Costalegre by Courtney Maum (available July 16)

In 1937, Europe was on the brink of war, and somebody had to think of the artists. That person is heiress and art aficionado Leonora Calaway (loosely based on real-life heiress and art aficionado Peggy Guggenheim), who helps a group of surrealists escape Europe for Costalegre, Calaway's hideaway in Mexico. Also at Costalegre is Calaway's teenage daughter, Lara (based on Guggenheim's teenage daughter, Pegeen), who greets these artists with some skepticism—this is what she was pulled out of school for? Soon enough, though, she starts to appreciate the lush paradise and its possibilities, as she builds a connection with a much older sculptor, in the hopes of finding some of the love she's never gotten from her mother. Maum dazzles with this book, offering up a mesmerizing story of alienation, intimacy, and the elusive powers of art.

The Nickel Boys by Colson Whitehead (available July 16)

Colson Whitehead's follow-up to The Underground Railroad is devastating and powerful, a harrowing novelization on another dark aspect of American history. The titular "Nickel Boys" are the young men who are being held in Florida's Nickel Academy, a Florida reform school that Whitehead modeled after a real institution that ruined the lives of Florida boys for over 100 years. Whitehead tells this story through the experiences of two boys: Elwood, who was on his way to college, winds up at Nickel Academy by a cruel twist of fate, and remains convinced that the world is still a good and fair place; and Turner, who knows better. Never didactic, but always illuminating—even those darkest of places in our collective story—The Nickel Boys is a brilliant, horrifying look into the legacy of Jim Crow, and the ways in which racism and oppression don't exist in defiance to the American Dream, but rather as its fuel.

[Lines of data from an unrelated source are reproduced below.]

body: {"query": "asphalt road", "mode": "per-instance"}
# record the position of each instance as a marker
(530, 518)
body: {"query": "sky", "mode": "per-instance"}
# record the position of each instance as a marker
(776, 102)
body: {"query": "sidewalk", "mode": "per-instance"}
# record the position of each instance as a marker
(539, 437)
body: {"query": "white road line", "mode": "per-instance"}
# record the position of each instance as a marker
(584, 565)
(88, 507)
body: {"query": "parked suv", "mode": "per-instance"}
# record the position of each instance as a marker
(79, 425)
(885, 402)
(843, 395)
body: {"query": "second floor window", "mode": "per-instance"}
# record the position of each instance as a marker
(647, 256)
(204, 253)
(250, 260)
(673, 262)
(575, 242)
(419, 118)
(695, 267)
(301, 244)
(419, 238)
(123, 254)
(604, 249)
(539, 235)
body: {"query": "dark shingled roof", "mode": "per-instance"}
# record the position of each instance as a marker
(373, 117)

Screen Tests: Stories and Other Writing by Kate Zambreno (available July 23)

There is a singular twitchiness intrinsic to brilliance, a quickness that's always primed to start sparking. It's difficult to capture this in fiction, because this kind of mercurial motion doesn't really like to be restrained on the page. But, it's vividly present in Kate Zambreno's latest, Screen Tests (not "Scream Tests," but also not not "Scream Tests," maybe). This collection of stories and snippets ranges far and wide within the reaches of Zambreno's mind, touching on topics like nemeses and art and dogs in film; Zambreno also reflects on cultural figures from Peter Hujar and Kathy Acker to Amal Clooney, offering skewed, subversive perspectives that manage to make my own thoughts on the subjects that much more lucid. It's the rare book that's a pure joy to read, but this is one; it delights in petty enthusiasms and grievances, it steals its way into your consciousness like only the most worthwhile things do.